In most cases, we contribute from our salary is straight forward. However, if you earn a yearly income over £150,000, then this is where the complications can come in.  If you earn more than this threshold then you can expect to see your tax rate jump to 45%.  Your personal tax-free allowance is currently £11,000, can also be reduced by £1 for every £2 you earn over £100,000 – which effectively means you’re paying a marginal tax rate of 60%. Being aware of these rules can mean it makes sense to try to reduce your income below the thresholds. This can be done changing your income stream to a non-taxable channel – for instance by deferring your earnings, moving income to a legal spouse or making charity payments instead.

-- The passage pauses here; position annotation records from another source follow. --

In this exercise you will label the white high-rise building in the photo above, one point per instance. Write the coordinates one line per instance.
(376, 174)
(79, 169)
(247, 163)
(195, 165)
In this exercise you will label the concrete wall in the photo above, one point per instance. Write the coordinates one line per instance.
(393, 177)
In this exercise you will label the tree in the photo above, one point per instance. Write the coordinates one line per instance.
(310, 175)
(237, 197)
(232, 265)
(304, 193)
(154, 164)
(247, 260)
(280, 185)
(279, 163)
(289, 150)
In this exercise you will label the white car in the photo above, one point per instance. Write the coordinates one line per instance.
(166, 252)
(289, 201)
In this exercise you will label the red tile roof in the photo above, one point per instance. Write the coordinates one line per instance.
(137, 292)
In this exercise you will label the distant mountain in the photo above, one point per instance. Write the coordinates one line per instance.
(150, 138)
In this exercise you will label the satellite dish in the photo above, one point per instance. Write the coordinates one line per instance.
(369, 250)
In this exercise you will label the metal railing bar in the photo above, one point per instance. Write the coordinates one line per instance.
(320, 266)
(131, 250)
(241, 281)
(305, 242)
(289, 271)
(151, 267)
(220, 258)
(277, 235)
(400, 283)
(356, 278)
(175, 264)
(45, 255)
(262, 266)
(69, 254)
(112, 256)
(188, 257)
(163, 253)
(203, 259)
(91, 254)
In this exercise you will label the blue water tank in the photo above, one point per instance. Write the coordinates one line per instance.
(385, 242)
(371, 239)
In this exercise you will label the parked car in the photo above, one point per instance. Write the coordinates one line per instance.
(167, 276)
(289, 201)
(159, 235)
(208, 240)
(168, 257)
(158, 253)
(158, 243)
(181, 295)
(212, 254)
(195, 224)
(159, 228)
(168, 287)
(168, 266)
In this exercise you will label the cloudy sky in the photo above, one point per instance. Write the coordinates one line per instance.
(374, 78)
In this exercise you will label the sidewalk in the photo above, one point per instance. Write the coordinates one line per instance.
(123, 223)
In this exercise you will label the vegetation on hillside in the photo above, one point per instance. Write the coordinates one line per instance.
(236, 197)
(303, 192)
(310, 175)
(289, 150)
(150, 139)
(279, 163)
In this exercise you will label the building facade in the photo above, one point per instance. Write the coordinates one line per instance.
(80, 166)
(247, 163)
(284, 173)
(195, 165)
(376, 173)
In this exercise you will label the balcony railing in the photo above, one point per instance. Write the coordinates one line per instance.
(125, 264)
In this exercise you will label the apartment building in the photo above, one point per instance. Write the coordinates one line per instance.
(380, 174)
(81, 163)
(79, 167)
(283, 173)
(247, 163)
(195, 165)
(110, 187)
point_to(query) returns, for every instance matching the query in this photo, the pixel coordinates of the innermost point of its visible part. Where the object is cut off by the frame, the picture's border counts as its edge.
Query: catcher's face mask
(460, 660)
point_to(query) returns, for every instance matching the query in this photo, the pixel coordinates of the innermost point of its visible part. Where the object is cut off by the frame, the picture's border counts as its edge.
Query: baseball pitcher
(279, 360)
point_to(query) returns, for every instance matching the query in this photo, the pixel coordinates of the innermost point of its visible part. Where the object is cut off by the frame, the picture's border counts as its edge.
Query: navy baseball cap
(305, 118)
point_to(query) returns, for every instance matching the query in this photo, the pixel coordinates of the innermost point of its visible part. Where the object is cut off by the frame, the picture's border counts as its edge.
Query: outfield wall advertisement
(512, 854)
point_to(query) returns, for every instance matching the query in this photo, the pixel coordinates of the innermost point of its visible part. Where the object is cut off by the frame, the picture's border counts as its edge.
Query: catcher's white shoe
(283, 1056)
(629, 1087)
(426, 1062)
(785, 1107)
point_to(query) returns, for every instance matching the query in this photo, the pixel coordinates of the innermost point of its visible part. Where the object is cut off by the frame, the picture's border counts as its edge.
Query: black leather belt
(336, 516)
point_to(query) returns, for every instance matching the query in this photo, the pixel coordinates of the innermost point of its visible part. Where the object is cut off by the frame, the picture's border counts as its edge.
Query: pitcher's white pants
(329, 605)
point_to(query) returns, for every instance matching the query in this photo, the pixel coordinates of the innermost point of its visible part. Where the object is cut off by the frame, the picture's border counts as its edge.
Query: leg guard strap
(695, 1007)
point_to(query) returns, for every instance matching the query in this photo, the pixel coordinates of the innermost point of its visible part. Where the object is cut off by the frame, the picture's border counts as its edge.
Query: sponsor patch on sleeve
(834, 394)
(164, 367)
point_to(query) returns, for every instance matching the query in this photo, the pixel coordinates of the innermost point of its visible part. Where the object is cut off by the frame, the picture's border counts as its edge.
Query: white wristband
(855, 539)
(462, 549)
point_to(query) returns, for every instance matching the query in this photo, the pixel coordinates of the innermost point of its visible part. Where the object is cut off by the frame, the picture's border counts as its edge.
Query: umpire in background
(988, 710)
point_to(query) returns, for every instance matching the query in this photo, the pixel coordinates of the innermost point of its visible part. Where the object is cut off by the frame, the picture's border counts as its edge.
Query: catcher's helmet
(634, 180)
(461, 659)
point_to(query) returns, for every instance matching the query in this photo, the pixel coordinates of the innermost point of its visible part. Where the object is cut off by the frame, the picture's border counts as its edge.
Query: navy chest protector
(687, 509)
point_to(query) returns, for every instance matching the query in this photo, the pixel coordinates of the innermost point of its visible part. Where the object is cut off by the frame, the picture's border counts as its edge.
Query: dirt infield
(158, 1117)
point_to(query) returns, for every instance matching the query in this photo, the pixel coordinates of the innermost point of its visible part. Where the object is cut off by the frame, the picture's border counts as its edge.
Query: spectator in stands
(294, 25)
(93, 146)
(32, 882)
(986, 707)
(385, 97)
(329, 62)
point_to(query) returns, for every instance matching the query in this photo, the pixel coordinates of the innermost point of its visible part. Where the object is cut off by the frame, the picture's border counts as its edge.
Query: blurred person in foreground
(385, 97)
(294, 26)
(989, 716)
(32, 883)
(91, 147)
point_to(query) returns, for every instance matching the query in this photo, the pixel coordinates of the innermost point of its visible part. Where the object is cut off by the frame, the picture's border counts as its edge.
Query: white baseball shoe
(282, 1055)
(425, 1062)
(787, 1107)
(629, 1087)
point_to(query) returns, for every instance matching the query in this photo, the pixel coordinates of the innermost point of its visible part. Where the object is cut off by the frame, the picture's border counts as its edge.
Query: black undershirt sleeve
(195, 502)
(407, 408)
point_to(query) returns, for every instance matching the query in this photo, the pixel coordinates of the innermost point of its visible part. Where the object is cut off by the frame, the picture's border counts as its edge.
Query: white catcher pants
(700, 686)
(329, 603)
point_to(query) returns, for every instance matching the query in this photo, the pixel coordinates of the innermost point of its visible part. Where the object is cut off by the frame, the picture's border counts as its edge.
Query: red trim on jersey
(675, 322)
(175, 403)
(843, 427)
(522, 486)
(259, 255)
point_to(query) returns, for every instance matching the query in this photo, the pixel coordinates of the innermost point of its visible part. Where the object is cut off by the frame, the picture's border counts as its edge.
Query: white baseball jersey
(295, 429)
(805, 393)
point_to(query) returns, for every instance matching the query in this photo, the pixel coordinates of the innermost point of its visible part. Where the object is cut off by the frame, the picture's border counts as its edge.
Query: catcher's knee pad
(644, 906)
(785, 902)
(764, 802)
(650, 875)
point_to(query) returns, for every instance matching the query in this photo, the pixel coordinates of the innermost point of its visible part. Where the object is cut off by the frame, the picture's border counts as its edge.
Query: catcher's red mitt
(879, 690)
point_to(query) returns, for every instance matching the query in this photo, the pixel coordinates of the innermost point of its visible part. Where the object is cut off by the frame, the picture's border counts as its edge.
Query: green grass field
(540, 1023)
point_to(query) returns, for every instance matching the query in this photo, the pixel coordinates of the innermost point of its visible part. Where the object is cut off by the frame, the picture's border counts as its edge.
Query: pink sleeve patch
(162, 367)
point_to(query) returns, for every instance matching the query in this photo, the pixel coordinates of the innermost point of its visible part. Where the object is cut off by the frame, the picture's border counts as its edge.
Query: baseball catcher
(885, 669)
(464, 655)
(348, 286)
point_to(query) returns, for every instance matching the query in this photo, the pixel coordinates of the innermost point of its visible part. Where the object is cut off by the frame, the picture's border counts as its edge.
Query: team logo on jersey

Salary sacrifice in exchange for less tax.

Employer schemes that allow workers to exchange their money for tax- free incentives are becoming increasingly popular. Often referred to as salary sacrifice schemes, you can receive benefits, discounts or share options. Investigating what’s on offer for you can be a wise move and help you to spread other costs and reduce your tax bill. Employees who exchange part of their salary will have a reduced income but may also receive tax-free pension contributions and therefore make savings for the future at the same time.

Company cars.

A perk of the job, your company car may not strictly be yours but the tax upon it can still fall with you.  The Co2 emissions on your car will dictate the amount of tax owed and can rise by each year at 1%. It therefore, makes sense to review your usage of your company car and consider using your own car for business. Many employers allow you to claim tax-free mileage which may make more sense for you. Some employers do offer fuel for private use but it may be better for you to have this reimbursed to your employer rather than paying a fuel scale charge.


The rate of tax on your dividend income – for example, that which is not invested in an ISA or similar scheme – can be upto 38.1% for top rate tax-payers. Moving your income around may be a wise idea or even deferring may help you reach the nil rate band and therefore be more effective. In these circumstances, seeking professional financial advice is a sound investment to ensure you are being taxed in the most efficient way for you.

Investments and returns.

Any investments or assets that you have can also be taxed – so don’t think that these are exempt.  Reviewing these and considering moving funds can be a good idea to keep your capital at the lowest possible tax rate. You could also consider rearranging your investments to achieve a tax-efficient return. Keep in the mind the income tax rate of 45%.

Surprised to learn about some of these rules? No doubt you are not the only one.  Taxation is an area that can be increasingly confusing, the more that you earn. Sometimes we take employee benefits and incentives for granted and without due consideration…it’s completely normal, actually anything else is abnormal, but a bit of abnormality can go some way in optimising your tax affairs.

Disclaimer: The information contained within this article are provided as illustrative purposes only based on legislation at the time of publication. Nothing in this article should be construed as advice or guidance to one’s personal situation. The value of your investments may go up and down, similarly, other aspects of your wider lifestyle and financial context may impact on your objective. In a nutshell, don’t rely on blogs and the articles for personal advice, and always seek advice from a qualified professional.